En Finse 1222 reinaba una atmósfera de descontento y expectación a la vez. La mayoría mostraba claramente su decepción por el hecho de que el helicóptero no hubiese iniciado la evacuación. Por otra parte era como si los dos asesinatos, de los que la gente se había desentendido porque no podía soportar la certeza de tener un asesino entre ellos, de repente, al aparecer los investigadores policiales, se hubieran convertido en la cruda realidad. Los tres policías trajeron consigo una sólida autoridad que creó una especie de seguridad; llegaron a la montaña enviados por la sociedad de fuera, donde había reglas, leyes y orden. La policía estaba allí, el tiempo había mejorado y nada era ya realmente peligroso.
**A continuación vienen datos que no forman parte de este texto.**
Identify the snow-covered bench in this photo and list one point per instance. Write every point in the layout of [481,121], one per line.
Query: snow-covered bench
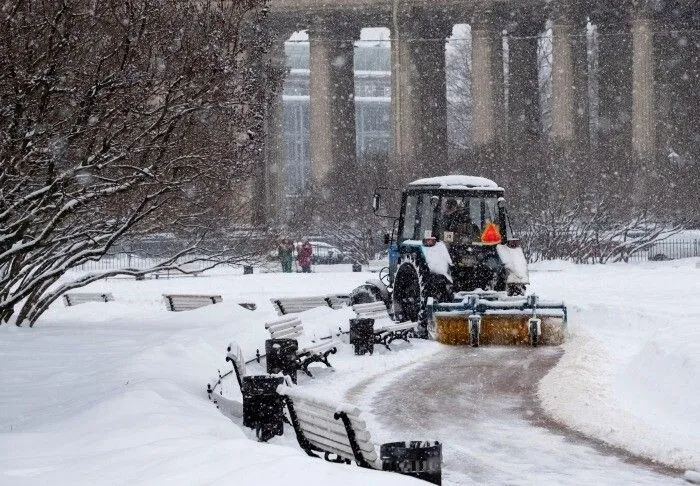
[309,351]
[385,329]
[336,430]
[294,305]
[183,302]
[75,298]
[338,300]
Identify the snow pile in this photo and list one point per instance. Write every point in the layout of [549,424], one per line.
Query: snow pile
[514,261]
[112,394]
[631,372]
[438,259]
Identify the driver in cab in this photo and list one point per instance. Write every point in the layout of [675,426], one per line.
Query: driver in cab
[457,226]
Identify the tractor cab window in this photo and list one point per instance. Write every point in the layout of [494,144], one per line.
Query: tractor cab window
[426,214]
[411,220]
[463,220]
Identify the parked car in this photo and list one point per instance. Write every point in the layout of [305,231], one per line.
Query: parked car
[685,244]
[323,253]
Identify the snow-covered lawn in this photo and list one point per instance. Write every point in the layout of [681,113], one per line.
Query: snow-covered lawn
[115,393]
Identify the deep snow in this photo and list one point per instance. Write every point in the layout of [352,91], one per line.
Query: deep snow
[114,393]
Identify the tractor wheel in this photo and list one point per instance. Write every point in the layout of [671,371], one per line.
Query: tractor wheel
[412,286]
[365,294]
[516,289]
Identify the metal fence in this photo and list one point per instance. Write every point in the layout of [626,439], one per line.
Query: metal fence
[667,250]
[135,261]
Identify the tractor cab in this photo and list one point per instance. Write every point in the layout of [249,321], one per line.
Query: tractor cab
[452,259]
[458,227]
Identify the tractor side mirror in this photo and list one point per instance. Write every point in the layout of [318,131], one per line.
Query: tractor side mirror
[376,202]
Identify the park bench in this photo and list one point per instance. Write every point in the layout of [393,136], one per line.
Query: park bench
[385,329]
[184,302]
[75,298]
[294,305]
[336,430]
[307,352]
[338,301]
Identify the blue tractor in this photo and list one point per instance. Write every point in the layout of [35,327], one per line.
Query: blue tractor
[452,238]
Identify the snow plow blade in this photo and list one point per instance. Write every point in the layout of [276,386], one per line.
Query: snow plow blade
[478,321]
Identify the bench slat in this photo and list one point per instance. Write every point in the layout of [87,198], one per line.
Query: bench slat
[400,326]
[283,325]
[323,440]
[321,347]
[341,449]
[312,403]
[75,298]
[285,334]
[294,305]
[185,302]
[338,436]
[326,442]
[336,426]
[320,416]
[369,307]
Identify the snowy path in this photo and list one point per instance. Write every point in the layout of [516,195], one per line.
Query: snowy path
[480,403]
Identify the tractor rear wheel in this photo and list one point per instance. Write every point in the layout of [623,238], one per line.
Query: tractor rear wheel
[365,294]
[413,285]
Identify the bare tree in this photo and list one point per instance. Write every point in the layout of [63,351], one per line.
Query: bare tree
[118,119]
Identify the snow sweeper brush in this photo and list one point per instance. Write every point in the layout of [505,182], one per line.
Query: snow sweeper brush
[482,319]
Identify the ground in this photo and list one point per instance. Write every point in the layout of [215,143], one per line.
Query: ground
[115,393]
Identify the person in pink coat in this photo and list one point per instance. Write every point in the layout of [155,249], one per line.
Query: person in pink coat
[304,254]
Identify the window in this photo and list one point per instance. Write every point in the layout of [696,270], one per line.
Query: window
[464,219]
[426,214]
[410,221]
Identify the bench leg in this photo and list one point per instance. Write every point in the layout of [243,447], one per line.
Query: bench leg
[378,339]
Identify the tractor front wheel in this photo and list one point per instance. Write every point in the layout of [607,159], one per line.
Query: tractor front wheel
[413,285]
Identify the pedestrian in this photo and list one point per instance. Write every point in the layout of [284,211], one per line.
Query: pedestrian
[304,254]
[285,251]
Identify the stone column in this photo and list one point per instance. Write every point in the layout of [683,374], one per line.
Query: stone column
[614,95]
[563,103]
[569,143]
[487,86]
[524,120]
[643,121]
[418,96]
[332,96]
[570,85]
[275,145]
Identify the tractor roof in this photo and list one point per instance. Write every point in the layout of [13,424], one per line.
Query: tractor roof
[458,182]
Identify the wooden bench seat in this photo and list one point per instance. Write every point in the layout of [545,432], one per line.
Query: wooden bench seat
[386,329]
[308,351]
[338,301]
[184,302]
[337,431]
[75,298]
[294,305]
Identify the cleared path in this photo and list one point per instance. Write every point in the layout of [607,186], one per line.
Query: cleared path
[481,404]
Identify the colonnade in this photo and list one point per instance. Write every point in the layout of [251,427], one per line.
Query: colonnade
[506,101]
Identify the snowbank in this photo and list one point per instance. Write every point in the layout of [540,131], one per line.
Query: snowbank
[631,372]
[114,393]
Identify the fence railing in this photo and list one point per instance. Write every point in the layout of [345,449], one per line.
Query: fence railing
[668,250]
[140,262]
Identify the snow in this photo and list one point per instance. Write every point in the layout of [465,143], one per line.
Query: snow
[114,393]
[458,182]
[438,259]
[514,261]
[630,375]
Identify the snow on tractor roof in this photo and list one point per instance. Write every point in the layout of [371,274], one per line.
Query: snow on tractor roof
[457,182]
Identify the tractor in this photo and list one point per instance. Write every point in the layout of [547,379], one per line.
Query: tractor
[452,254]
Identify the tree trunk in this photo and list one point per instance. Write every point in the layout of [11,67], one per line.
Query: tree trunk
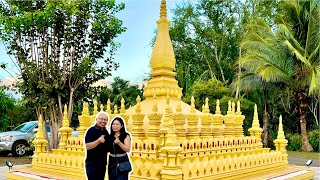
[265,128]
[303,124]
[54,120]
[70,108]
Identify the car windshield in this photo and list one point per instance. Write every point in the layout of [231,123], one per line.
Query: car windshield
[24,127]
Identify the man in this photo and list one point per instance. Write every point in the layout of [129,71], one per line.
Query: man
[96,140]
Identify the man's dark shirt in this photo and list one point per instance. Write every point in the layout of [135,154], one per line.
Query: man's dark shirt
[99,153]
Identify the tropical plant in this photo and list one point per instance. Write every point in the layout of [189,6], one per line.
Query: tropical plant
[119,89]
[288,54]
[58,46]
[6,104]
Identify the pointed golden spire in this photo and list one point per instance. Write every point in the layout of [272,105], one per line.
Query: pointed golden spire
[206,106]
[108,106]
[101,107]
[192,108]
[162,59]
[218,111]
[238,108]
[233,107]
[162,62]
[179,109]
[163,10]
[123,109]
[115,109]
[255,123]
[95,107]
[155,105]
[138,108]
[280,130]
[40,127]
[65,121]
[229,108]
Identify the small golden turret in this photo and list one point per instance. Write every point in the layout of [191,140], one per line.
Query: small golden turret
[281,141]
[255,130]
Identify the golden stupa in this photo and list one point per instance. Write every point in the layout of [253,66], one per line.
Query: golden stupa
[171,139]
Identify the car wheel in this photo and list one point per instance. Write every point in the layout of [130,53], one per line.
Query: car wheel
[19,148]
[4,153]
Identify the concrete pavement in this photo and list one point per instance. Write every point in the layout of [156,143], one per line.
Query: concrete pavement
[4,170]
A mi alrededor, las personas se atrevieron por fin a reconocer lo que habían experimentado y cómo habían vivido los últimos días. Resultó emocionante.

Los vi llegar.

Kari Thue y sus seguidores andaban con paso firme, en fila india, con ella al frente. Se sentaron en el fondo del salón, ante la terraza. La pandilla de Mikkel no era igual de disciplinada; entraron uno por uno zanganeando y arrastrando los pies, el más flacucho con una colilla en la boca. Señoras mayores y jugadoras de balonmano, hombres con portátiles bajo el brazo, Johan, Berit y los alemanes, todos pasaron ante mí camino del edificio anexo para escuchar lo que las autoridades tenían que decirles.